"Please don't think of us as an 'indie band' as it was never meant to be a genre, and anyway we are far too outward looking for that sad tag." - Stephen Pastel

quinta-feira, 16 de outubro de 2014

L'Avventura

















É facto consumado que o espírito indie canónico, difundido originalmente no Reino Unidos há coisa de três décadas, tem actualmente na América do Norte vasta legião de descendentes. Porém, embora menos representado, e porque a quantidade e a qualidade não são sinónimos, é no berço que ainda vão surgindo alguns dos melhores exemplares da prole. Sem desprimor para os excelentes Veronica Falls, e até porque os Belle & Sebastian já pertencem à categoria dos veteranos, sou tentado a atribuir a coroa indie na actualidade aos londrinos Allo Darlin', que por acaso até são dois quartos importados da Austrália. Já na casa dos trintas, esta é gente que entende da poda pop, que fala a mesma língua dos jovenzinhos sensíveis e sonhadores que, tal como Brian Wilson, não foram feitos para estes tempos. Assim tem sido desde a última viragem de década, quando começaram a espalhar pérolas em forma de canção por pequenos formatos e pelos álbuns Allo Darlin' (2010) e Europe (2012). Na melhor linha do "género", são canções ricas em referências, daquelas com que os geeks afins se identificam de imediato, patentes em títulos bestiais como "Henry Rollins Don't Dance" ou "If Loneliness Was Art".

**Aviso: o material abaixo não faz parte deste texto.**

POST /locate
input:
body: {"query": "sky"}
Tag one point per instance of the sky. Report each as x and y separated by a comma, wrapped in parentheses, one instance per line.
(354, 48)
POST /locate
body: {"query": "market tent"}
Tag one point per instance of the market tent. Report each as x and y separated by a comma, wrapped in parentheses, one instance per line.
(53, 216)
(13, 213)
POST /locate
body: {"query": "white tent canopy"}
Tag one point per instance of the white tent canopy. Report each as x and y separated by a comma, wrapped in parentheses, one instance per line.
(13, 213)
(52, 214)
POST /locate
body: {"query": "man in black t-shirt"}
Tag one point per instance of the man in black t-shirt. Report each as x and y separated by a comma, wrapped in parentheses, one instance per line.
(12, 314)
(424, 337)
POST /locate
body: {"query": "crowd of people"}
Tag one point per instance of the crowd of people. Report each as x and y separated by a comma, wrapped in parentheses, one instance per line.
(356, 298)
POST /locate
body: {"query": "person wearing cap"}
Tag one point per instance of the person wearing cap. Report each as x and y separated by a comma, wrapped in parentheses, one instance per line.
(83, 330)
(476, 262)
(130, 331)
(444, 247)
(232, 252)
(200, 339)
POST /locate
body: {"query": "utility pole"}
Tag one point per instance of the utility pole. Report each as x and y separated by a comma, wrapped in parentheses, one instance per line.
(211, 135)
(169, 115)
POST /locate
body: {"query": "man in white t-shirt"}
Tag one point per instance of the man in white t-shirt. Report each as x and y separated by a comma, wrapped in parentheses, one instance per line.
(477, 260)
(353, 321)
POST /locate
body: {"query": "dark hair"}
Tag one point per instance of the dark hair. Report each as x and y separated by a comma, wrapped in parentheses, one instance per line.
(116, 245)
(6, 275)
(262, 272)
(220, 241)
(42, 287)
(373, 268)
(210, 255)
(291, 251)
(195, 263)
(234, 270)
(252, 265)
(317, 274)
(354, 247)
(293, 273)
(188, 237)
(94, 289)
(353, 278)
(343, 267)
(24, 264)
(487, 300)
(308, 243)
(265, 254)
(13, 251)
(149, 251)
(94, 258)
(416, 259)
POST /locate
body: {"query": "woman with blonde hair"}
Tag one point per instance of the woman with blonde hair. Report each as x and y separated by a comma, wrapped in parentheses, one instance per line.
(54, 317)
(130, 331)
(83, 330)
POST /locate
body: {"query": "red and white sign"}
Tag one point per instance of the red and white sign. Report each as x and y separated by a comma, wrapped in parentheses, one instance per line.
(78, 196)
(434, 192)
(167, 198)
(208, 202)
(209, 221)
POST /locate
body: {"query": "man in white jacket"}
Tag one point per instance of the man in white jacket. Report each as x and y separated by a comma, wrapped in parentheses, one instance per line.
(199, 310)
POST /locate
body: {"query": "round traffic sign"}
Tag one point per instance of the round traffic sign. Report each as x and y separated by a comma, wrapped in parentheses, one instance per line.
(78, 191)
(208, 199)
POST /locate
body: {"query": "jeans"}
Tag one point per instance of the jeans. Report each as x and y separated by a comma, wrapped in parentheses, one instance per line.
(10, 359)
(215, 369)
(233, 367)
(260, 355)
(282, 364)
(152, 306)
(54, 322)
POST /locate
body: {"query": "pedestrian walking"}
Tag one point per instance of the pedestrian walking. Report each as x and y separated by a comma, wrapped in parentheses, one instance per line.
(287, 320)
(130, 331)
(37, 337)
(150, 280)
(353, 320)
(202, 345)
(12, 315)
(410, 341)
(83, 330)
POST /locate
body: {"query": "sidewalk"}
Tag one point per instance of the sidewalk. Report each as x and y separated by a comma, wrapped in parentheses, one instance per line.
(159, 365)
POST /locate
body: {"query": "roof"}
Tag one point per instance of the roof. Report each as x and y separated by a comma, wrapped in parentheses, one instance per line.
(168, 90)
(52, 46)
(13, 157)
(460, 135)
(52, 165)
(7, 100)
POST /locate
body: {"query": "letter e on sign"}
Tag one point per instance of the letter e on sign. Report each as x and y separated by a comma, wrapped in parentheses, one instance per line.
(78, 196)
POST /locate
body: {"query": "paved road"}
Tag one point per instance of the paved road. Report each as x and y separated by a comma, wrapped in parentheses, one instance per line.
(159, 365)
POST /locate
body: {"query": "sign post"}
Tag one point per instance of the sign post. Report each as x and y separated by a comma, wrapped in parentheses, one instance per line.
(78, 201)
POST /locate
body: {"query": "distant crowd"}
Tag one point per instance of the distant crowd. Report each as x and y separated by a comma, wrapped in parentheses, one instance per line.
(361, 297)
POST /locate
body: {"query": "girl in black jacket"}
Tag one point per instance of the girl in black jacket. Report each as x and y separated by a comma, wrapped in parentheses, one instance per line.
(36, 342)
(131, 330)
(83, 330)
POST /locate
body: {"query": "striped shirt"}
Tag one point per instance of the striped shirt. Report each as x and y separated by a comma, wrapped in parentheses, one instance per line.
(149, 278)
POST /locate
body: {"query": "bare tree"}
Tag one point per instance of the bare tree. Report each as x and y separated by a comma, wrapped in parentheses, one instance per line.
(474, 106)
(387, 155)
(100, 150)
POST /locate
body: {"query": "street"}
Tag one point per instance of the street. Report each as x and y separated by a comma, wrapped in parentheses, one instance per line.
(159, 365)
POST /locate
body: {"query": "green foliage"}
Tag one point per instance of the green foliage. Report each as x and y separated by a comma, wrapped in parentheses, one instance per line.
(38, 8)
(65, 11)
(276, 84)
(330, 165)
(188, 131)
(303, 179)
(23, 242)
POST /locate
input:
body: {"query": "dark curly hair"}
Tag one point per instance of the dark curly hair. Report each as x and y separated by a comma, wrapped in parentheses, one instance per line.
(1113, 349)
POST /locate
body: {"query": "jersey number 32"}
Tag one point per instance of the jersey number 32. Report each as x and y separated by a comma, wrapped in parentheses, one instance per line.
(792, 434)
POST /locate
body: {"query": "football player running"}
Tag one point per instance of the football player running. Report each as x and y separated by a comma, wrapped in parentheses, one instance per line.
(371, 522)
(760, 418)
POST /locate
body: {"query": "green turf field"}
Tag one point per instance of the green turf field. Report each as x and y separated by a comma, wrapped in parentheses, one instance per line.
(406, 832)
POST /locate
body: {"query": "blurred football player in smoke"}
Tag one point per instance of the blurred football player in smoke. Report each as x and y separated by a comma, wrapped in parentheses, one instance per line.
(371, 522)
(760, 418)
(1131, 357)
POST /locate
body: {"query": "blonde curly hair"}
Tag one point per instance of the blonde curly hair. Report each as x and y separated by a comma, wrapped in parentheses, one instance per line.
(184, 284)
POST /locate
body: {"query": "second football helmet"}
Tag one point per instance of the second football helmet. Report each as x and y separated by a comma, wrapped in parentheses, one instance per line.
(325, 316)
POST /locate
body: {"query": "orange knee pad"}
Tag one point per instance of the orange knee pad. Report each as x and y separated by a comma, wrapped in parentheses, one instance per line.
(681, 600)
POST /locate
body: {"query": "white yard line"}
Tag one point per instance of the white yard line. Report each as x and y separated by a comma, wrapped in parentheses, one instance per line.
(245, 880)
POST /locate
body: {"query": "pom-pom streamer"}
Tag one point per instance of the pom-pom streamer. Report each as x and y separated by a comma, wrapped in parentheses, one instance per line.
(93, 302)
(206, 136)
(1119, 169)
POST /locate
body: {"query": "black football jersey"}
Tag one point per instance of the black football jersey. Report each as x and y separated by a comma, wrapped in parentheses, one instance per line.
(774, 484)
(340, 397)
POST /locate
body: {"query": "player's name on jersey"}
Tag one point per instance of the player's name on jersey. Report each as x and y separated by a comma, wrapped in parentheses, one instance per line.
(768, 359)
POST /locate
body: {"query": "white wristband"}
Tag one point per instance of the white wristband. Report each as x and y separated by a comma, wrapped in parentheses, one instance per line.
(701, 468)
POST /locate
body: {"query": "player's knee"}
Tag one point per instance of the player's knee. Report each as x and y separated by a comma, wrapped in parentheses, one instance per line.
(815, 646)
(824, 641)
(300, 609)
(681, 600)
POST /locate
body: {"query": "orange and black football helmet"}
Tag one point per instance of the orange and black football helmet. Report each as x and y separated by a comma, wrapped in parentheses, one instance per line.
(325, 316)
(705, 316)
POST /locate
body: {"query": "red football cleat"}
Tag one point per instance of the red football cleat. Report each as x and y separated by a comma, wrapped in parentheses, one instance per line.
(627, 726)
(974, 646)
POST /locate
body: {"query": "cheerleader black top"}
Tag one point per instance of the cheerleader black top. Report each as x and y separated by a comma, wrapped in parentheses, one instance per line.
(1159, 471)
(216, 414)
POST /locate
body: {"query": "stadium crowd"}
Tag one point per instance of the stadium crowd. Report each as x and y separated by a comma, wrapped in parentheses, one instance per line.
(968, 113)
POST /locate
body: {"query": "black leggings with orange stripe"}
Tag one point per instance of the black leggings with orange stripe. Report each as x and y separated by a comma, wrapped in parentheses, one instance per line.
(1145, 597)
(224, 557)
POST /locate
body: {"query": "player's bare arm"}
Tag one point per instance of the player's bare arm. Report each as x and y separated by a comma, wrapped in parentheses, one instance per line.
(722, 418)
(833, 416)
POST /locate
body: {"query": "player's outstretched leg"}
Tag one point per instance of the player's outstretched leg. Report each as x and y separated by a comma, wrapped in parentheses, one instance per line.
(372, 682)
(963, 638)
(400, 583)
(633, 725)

Entre aquele soberbo segundo álbum e o novíssimo We Came From The Same Place algo de importante aconteceu na vida dos Allo Darlin', mais concretamente na da vocalista e escritora de canções Elizabeth Morris, que entretanto casou e trocou Londres pela cidade italiana de Florença. Talvez sejam essas mudanças marcantes que estejam na origem da toada deste terceiro álbum, relativamente mais sisudo, para não dizer mais crescido, e até melancólico, mesmo que a cantora afirme que algumas das onze canções são uma reacção anti-nostalgia. Não sendo propriamente um disco acústico, reduz significativamente a electricidade, trazendo maior visibilidade ao ukelele de Morris e à riqueza melódica das canções, uma vez mais em estado de graça. No entanto, o maior trunfo de todos é mesmo a voz clara e arejada da australiana emigrada, que, sem exibicionismos desnecessários, tem uma franqueza tão próxima quanto a da nossa vizinha do lado, quer cante sobre a inevitabilidade do crescimento, quer verse sobre tolices mundanas. Estas são temáticas intrínsecas a bandas da estirpe cada vez mais escassa dos Allo Darlin', que com We Came From The Same Place proporcionam mais um tratado de simplicidade e esplendor pop, como dificilmente ouviremos em tempos próximos. Portanto, se procuram algo aparatoso, deverão ir bater a outras portas.